Perdón y olvido

Lo que nos mueve a perdonar es la confianza en que aquel que nos ha causado algún mal puede arrepentirse y cambiar. Debemos perdonar por procurar la mejor vida de quien nos ha causado algún daño y no por mantener nuestro buen ánimo; el perdón es parte de la vida en comunidad. Pero, perdón nunca es olvido. El olvido evita el perdón. Para quien se arrepiente de haber dañado y es perdonado, el perdón otorgado permanece presente; para quien, sin otorgar el perdón, sólo pretende olvidar, quizás olvide, pero también olvidará perdonar –incluso cuando uno es quien debe darse el perdón, aunque sea menos noble que cuando lo obtiene de alguien más.

El perdón debe ser otorgado en lo íntimo, siempre de uno a uno, igual que la amistad. La caridad es hacer bien a quien no lo merece (se da en lo íntimo); dar lo que merece a quien merece recibirlo es justicia. Cuando alguien falta a la costumbre de una comunidad, por justicia debe recibir lo que merece. La falta que ha cometido es pública y ahí no cabe el perdón, como no cabe el orgullo en la intimidad –no hay orgullo entre amigos.

Perdonamos al amigo en la intimidad y muchas veces guardamos silencio por evitar el orgullo y la humillación pública, para no hacer público lo privado. Pero en otras ocasiones, cuando, o la falta es pública o no hay aquella intimidad, no hay más que la justicia. Ahí se hace más claro que perdón no es olvido.

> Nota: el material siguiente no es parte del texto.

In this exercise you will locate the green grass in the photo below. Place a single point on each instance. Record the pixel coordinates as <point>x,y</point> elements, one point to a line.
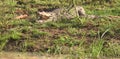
<point>79,38</point>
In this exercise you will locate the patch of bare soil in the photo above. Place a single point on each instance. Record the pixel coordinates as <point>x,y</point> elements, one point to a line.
<point>20,55</point>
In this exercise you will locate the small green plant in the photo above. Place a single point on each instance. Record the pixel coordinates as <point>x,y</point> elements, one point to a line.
<point>96,48</point>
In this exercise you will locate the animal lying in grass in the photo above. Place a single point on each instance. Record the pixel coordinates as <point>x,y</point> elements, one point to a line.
<point>62,13</point>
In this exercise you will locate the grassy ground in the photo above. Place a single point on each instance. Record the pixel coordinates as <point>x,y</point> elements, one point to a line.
<point>78,38</point>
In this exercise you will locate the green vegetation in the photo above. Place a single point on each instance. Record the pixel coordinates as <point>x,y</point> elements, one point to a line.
<point>77,38</point>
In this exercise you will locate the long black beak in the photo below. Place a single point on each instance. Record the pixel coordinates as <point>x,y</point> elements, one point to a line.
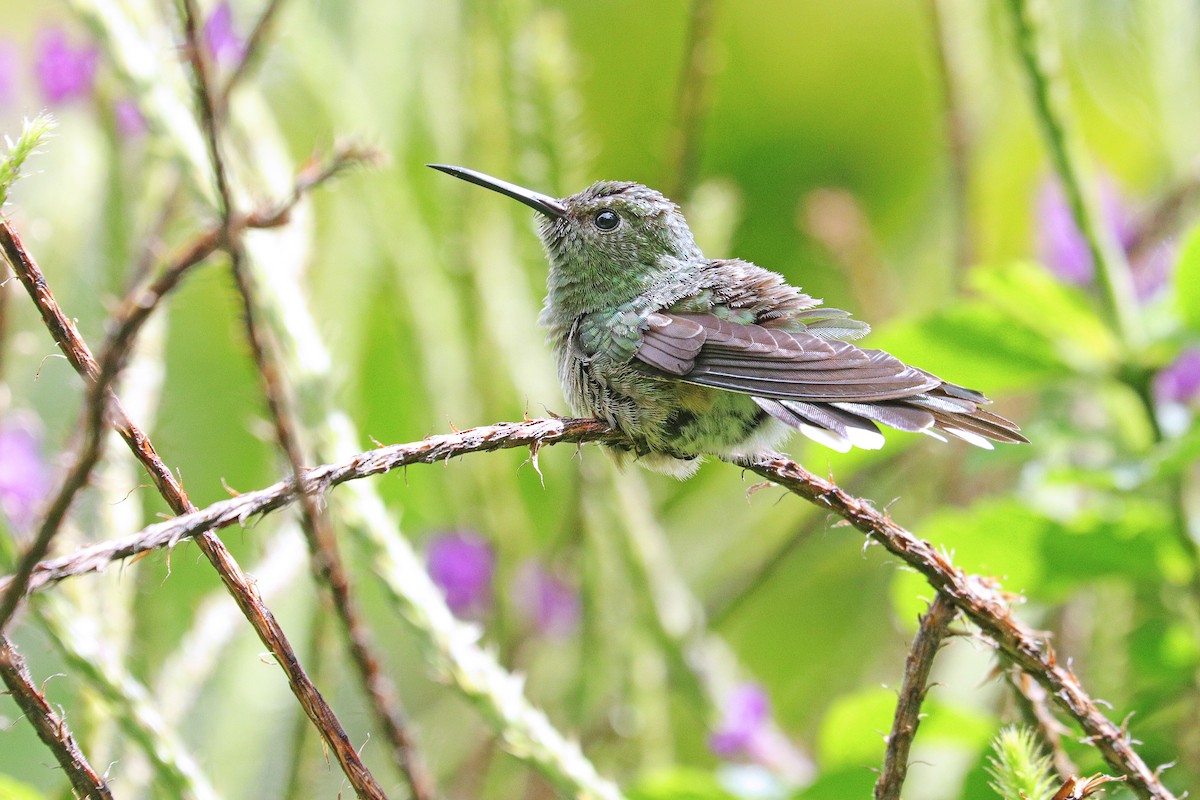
<point>537,200</point>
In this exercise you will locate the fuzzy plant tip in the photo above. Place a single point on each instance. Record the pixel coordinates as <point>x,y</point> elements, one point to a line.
<point>1019,769</point>
<point>33,133</point>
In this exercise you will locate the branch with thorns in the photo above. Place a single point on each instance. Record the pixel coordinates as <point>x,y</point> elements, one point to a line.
<point>977,597</point>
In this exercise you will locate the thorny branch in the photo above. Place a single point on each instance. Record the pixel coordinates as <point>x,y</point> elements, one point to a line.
<point>131,317</point>
<point>984,603</point>
<point>979,599</point>
<point>917,667</point>
<point>327,561</point>
<point>142,301</point>
<point>239,585</point>
<point>51,728</point>
<point>1035,702</point>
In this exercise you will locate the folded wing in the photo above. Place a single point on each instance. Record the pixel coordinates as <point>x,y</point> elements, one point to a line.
<point>829,390</point>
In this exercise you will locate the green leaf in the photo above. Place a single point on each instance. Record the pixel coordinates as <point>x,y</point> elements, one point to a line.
<point>13,789</point>
<point>1060,313</point>
<point>976,344</point>
<point>851,734</point>
<point>1187,281</point>
<point>850,782</point>
<point>852,729</point>
<point>678,783</point>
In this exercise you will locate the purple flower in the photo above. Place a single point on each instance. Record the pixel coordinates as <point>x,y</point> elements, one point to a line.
<point>64,72</point>
<point>1180,380</point>
<point>745,722</point>
<point>1063,250</point>
<point>10,67</point>
<point>24,479</point>
<point>222,40</point>
<point>129,118</point>
<point>550,602</point>
<point>461,564</point>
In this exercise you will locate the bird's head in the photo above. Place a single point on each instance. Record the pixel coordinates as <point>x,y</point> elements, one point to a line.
<point>605,244</point>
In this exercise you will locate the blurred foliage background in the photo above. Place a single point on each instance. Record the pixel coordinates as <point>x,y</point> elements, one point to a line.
<point>700,639</point>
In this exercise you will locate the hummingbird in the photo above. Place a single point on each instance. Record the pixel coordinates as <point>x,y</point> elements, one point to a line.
<point>690,356</point>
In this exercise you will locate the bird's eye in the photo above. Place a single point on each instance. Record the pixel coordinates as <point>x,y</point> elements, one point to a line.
<point>606,220</point>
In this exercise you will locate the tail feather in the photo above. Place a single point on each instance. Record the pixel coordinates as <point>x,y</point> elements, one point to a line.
<point>947,408</point>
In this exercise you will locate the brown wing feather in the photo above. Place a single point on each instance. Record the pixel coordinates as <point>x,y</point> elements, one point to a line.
<point>768,362</point>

Pues aunque el perdón sea otorgado a quien cometió la falta, cuando la falta es contra la costumbre, y por lo mismo pública, debe recibir lo que merece. El perdón, en lo íntimo, puede ser otorgado por quien recibió el daño, pero el daño público no puede ser sanado con caridad, sino pagado con justicia.

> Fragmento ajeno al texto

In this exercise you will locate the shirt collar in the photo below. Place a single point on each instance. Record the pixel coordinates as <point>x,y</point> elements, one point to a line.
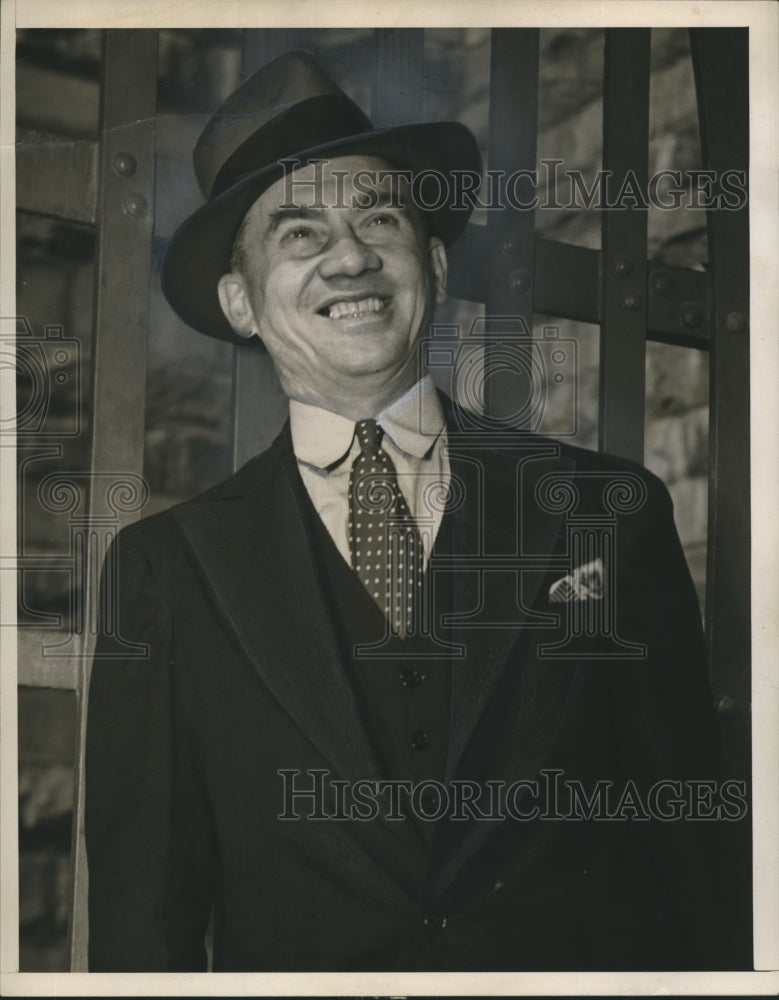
<point>413,421</point>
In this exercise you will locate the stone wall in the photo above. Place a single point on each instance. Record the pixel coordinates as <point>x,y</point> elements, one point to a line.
<point>190,377</point>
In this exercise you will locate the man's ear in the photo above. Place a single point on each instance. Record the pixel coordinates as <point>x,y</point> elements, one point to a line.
<point>235,305</point>
<point>437,254</point>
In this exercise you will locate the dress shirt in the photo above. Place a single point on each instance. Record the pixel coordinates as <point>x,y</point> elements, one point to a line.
<point>415,439</point>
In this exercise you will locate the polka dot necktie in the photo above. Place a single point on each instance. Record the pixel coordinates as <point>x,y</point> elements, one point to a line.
<point>386,546</point>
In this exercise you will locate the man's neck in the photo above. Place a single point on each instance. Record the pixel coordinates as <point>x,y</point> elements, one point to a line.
<point>357,406</point>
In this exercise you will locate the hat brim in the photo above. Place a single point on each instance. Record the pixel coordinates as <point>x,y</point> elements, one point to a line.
<point>199,251</point>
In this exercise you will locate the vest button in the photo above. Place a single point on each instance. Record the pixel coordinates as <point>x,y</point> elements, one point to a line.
<point>420,740</point>
<point>411,678</point>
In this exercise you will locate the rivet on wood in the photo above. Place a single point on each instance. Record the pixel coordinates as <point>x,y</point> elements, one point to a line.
<point>135,204</point>
<point>519,281</point>
<point>124,164</point>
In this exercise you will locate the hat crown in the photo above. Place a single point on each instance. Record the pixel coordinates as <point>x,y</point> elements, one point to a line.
<point>266,117</point>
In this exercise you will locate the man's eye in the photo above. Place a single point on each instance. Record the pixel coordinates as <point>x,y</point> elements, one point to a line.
<point>384,219</point>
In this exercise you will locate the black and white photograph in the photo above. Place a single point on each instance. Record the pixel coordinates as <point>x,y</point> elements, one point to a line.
<point>389,530</point>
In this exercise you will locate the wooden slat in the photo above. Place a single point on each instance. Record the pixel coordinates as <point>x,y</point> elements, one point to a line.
<point>397,83</point>
<point>720,58</point>
<point>512,147</point>
<point>38,662</point>
<point>56,175</point>
<point>259,403</point>
<point>567,285</point>
<point>125,199</point>
<point>624,245</point>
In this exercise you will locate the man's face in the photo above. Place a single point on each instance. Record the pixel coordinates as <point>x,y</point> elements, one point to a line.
<point>338,294</point>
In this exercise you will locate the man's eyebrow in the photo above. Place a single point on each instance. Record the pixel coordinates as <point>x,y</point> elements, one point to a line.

En estos días el vacío humano que nos cubre es, en gran medida, por la falta de caridad y perdón. Pues a falta de éstos, anhelamos olvidar y la justicia no es otra cosa que venganza. Con facilidad se aceptan 140 años de cárcel a los secuestradores, quizá por la confianza en que aquél que actuó mal haya en ello su modo de ser, cancelando la posibilidad de arrepentirse: «si ha de encontrar rencor y resentimiento, mejor que sea encerrado». Es la manera en que se intenta dejar en el olvido quien ha hecho daño.

El perdón va más allá, requiere el esfuerzo de evitar el rencor y la venganza, requiere aceptar el sufrimiento y el dolor para no sacrificar lo más humano que tenemos.

Alí Agca fue quien jaló el gatillo, lo hizo varias veces, y de manera casi simultánea tres balas salieron de aquella pistola. Éstas cruzaron rápidamente sobe la gente y dieron cada una en su objetivo: en la mano, en el brazo y en el abdomen. Fue el 13 de mayo de 1981 cuando, en la Plaza de San Pedro, Alí Agca le disparó a Juan Pablo II.

Dos años después, en diciembre de 1983, Juan Pablo lo visitó en la cárcel de Rebibbia, donde Alí cumplía su condena. Tras conversar con él, otorgó el perdón a su atacante. Pasó 27 años encarcelado antes de pagar su condena: fue puesto en libertad en 2010, aunque el perdón le había sido otorgado 27 años antes. Para ambos cambió la vida.